When the mortgagor passes, the balance on the loan becomes due. The estate has to pay the loan. Because the people that get reverse mortgages ordinarily don't have any cash money, the usual way of repaying the loan is to sell the mortgaged property. The excess of the sale price after loan payoff and closing costs goes back into the estate for distribution.

If the estate does not pay back the loan, of course it will be foreclosed on, like any other secured loan. Even then, all the bank wants is their money - they don't want the property. Dealt with this many times.
 
It's a great way to screw one's self out of a lot of money real fast.

My mother got one (unknown to me and my brother) in 1998 on her house that had zero mortgage. She got around $44000 from the reverse mortgage on a house valued around $300,000. When she sold the house in 2006, she had to pay close to $140,000 to the reverse mortgage company at settlement.
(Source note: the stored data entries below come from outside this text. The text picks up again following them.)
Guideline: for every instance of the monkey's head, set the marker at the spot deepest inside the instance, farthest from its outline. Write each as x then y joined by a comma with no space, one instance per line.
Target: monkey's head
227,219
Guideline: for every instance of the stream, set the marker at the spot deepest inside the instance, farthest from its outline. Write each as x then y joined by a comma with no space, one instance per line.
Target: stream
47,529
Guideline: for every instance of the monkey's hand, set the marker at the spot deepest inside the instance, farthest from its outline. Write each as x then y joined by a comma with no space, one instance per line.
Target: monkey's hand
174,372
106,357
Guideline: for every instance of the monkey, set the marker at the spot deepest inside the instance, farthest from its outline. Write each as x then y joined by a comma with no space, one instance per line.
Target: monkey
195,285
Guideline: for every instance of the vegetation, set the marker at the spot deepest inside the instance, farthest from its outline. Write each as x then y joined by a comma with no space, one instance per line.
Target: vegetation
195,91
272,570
Plus, unlike interest on a regular mortgage, she could not deduct the interest from her income taxes.
 
Originally Posted by BMWTurboDzl
Originally Posted by Pelican
Originally Posted by BMWTurboDzl
One of the problems with what you're talking about is that states/countries have different laws regarding foreclosures. For example there are states which have judicial or non-judicial foreclosures. That causes problems for a lender if one property is located in a state with judicial foreclosure and the other property is not.

A RM is only as sound as the appraisal on which it is based. For example FHA recently reported that they have a group of RM's with inflated appraised values and IIRC these RM's were limited to a handful of appraisers.
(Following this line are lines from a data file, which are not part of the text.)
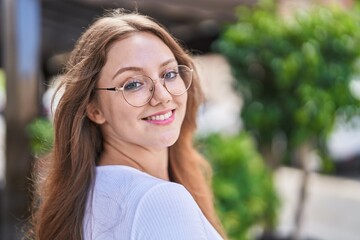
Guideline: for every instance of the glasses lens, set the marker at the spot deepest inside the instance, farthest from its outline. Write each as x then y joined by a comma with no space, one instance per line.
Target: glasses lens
138,90
178,80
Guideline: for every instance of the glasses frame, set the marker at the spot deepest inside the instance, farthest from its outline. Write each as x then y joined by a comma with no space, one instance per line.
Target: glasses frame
118,89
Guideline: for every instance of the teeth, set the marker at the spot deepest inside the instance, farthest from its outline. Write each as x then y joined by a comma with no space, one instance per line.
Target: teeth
161,117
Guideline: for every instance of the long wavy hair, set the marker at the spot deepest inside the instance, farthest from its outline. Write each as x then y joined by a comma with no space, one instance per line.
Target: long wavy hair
64,178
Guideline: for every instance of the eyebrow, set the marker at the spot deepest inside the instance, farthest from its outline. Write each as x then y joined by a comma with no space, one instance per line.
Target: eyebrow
121,70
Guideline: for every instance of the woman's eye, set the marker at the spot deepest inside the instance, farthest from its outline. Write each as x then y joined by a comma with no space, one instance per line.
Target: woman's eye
170,75
133,85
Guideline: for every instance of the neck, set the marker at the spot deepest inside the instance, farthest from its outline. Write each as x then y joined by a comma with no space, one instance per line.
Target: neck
153,162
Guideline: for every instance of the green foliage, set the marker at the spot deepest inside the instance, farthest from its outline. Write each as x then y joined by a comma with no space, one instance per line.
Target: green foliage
2,80
41,136
243,186
293,73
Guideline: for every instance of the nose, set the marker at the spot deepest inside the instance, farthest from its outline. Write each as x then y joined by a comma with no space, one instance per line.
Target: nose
161,94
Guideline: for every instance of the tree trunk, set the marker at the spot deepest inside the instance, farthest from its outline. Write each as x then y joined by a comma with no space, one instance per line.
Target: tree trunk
302,156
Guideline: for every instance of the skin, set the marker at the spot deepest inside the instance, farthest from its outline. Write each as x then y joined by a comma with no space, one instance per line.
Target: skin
130,138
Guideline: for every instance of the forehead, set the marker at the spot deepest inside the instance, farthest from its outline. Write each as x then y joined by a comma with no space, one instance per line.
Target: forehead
139,49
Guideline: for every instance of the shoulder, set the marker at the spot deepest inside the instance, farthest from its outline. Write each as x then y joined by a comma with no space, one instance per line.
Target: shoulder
113,200
168,211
RM's are a good idea for some people (ex, over 70 and own an expensive home free and clear).


RM are not a good financial investment for the owner, period! It's very good for the lending party though. One must have a very good reason for a RM vs an outright sale, this is mainly an affective reason and mostly related to people in the 80s without heirs and who do not need assistance.


By definition a RM is not an investment so there's no reason to view them through that lens. . Screw the heirs it's not their asset to begin with.


Don't forget that many adult children are not financially capable of helping their parents.... so a reverse mortgage might be to their advantage.